I found my true calling when I learned the names of two men: Woodie King, Jr. and Lloyd Richards. Producers, directors and master storytellers, these two men helped change the complexion of American Theatre beginning in the 1950s. My future was set after that. I could see myself doing what I had a desire to do.
When we see us – or more specifically, when we see people like us – doing things or leading lives we want to lead, the scope of what is possible in the eyes of a young person grows dramatically. It is a silent validation of the life you’re experiencing. We feel heard. It is saying you aren’t alone or crazy for feeling the way you feel or thinking the way you think.
INSPIRING ROLE MODELS
For those of you that don’t know, Lloyd Richards directed the original Broadway production of A Raisin in the Sun. Later on, he would head up the Eugene O’Neill Theatre Center, then became Dean of the Yale School of Drama and Artistic Director of the Yale Repertory Theatre. Throughout his many positions, he helped develop the careers of playwrights such as Wendy Wasserstein, David Henry Hwang, and August Wilson, as well as help shape actors such as Courtney B. Vance, Meryl Streep, Angela Bassett, David Alan Greer, and many more.
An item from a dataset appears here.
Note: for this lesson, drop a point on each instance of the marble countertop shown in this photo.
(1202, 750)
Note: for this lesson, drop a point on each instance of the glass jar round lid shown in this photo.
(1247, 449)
Woodie King Jr.’s influence started here at Wayne State University in 1960. Aware of the challenges Black actors faced in finding roles, King teamed up with several other Black theater students to found Concept East Theatre. The theatre’s greatest achievement was discovering talent that would eventually leave Detroit for New York, specifically playwright Ron Milner. In 1970 after moving to New York, King founded the New Federal Theatre and the National Black Touring Circuit in New York. With New Federal Theatre (NFT), King produced plays by Milner, Ed Bullins, Amiri Baraka, and Ntozake Shange. His shows on- and off-Broadway featured a young Denzel Washington, Phylicia Rashad, S. Epatha Merkerson, Morgan Freeman, Laurence Fishburne, and Leslie Uggams. King provided Denzel with his first shot at playing Malcolm X in a play entitled When Chickens Come Home to Roost.
WHO WE ARE IS WHAT WE DO
Their respective lives informed their work as it does any artist. But more specifically, because they were Black and had grown up in Detroit during the Depression, during segregation, during the days of Jim Crow, the work they did as adults spoke to that reality.
Richards understood the struggles of the Younger family in Raisin because he had experienced similar situations himself. After losing his father at the age of nine his mother worked as a domestic to make money to support her five children. She went blind within a few years which meant the children had to step up. Richards shined shoes and swept floors in a barbershop to help put food on the table.
So when he directed Raisin Richards knew the motivations of Mama Lena and Walter Lee, both wanting a better life for their children but with very different ways to get there.
He understood the nobility of the men in August Wilson’s plays because he had been exposed to similar men as they passed through that Black Bottom barbershop where he worked.
Likewise, Woodie King Jr knew the pain and frustration so eloquently articulated in the works of Baraka, Milner, Bullins, and Shange because he, too, knew the stories those playwrights wrote came from an authentic place. He could comprehend the rage of young Black men like Clay in Dutchman or Tim Jr in Who’s Got His Own.
Moreover, King identified with the desire of Black artists who wanted professional opportunities where they could show off their training and talents. Actors who wanted good meaty roles to plunge into. Directors, designers, and playwrights who wanted a stage where they could breathe life into a world captured on the page.
Both men have understood the pride one takes in creating art by people who looked like them. Likewise, they have seen how audiences react to experiencing a play or TV show or film that perfectly articulates who they are.
When we see ourselves positioned at the center of a story – where we are the subject of the tale and not merely window-dressing or a plot device – it gives voice to thoughts and dreams too often ignored in both entertainment and life. It allows us to share a perspective about our world that might provide clarity to some of our most challenging issues. When we see and hear, empathizes and embrace, our own true self it can be the most beautiful moment.
That’s why stories created by, for, about and presented near Black people are so very important, especially in our current climate. We need to feel represented in the stories of our city, our country, and our world. It is the best feeling in the world because it inspires us to try the impossible.
We hope you see yourselves reflected in the work we do. It’s the only reason we do it.